Saturday, January 03, 2015

Ending Ghosts

Sometimes being Jay isn’t enough.

Sometimes even being a Jaysaurus isn’t big enough at all. Sometimes, I feel a little bit like a Jaysaurus is a t-rex with arms not near long enough to hug anyone and I get kind of sad-face about that.

There are weird things about being a Jay, or at least this Jay: I can sense ghosts, now that I can’t see, but I still destroy them when I come into contact with them. Even Honcho doesn’t know why: it might be all because I’m from Outside the universe but I dunno. Lots of other things run into ghosts just fine and it means it’s really hard to make friends with them. So I just tag along with Charlie and make sure to stay away from the ghosts when she goes all ghost-eating, but this time feels all different: the bindings of the house are broken – human ones and all the others too. Something had eaten them all, and is hungry and a lot of kinds of not-nice.

Bad people break more bindings that good people. This is totally a Jay Fact!

I warn Charlie, so she pulls up in the god inside her for power and goes into the house to Ask Questions in a kind of voice that’s really hard to ignore. The parents haven’t see a thing, because they don’t believe ghosts are real and they hit their son an awful lot because they said he was lying when they had to almost know he wasn’t and it hurt their own bindings awful fierce, like a tooth ache behind the eyes, only for the self.

Charlie says ghosts don’t go bad often, not like humans go bad. She says there are Laws, and creatures like what Dyer is now in the Grey Lands, and they pull bad ghosts out of this world and punish them but sometimes things slip between cracks or they don’t find the bad ghosts fast enough. She adds that some ghosts don’t understand when jokes stop being jokes at all, and gives me a very pointed look at that.

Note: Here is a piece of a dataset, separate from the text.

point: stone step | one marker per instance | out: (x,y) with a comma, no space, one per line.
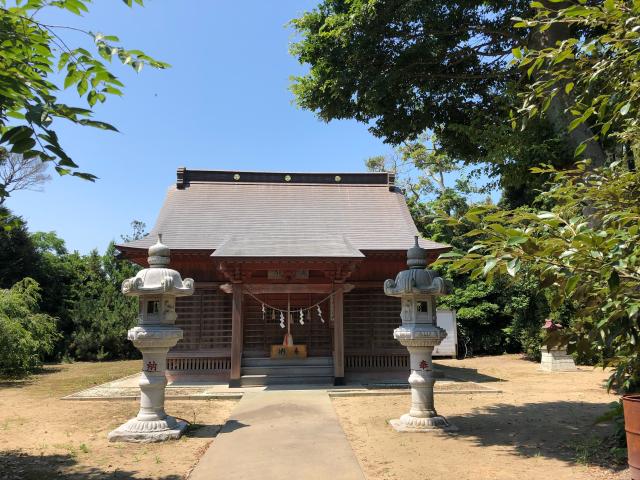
(268,362)
(263,380)
(289,370)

I’m maybe trying to make Jay-jokes but it’s all hard because the house feels bad, the kind of broken bindings that the humans have to fix themselves and I’d only break if I fix them, and Charlie asks me to go upstairs while she deals with the ghost and the parents – because she can call the ghost into the world as well as eat it, which I didn’t know before now – and she hurts the humans in different ways by showing them a world that exists inside the one they live in and they’re not up for it at all.

The boy is upstairs in his bedroom, his bum raw from spankings, and he’s all skinny-thin from lack of meals and the worst of his bruises don’t show at all because they’re all deep inside, plus his bindings are all broken, and he’s scared to bind to anyone and the only reason he hasn’t become a ghost – in the bad way – is because the ghost left him terrified of dying. Which is a binding worse than breaking bindings sometimes, if you make them all sour. The room smells awful bad, and I’m kind of glad I can’t see the bed.

I want to hug him, but he’s too scared to hug anyone or even touch them because the ghost did bad-things and he is all scared of me even if I’m a Jay and I’m really good at not being scary at all, and not just because I’m really good at hiding that I’m not human. I can’t even see anymore and I all have a cane and glasses and he’s still all scared, like there’s not room for anything else inside him. And since he is scared of everything I just sit on the floor of his bedroom and say Charlie is all stopping the ghost, but he won’t believe that at all. I think he might if he sees Charlie, because she is really scary even without the god inside her, but Charlie is all busy.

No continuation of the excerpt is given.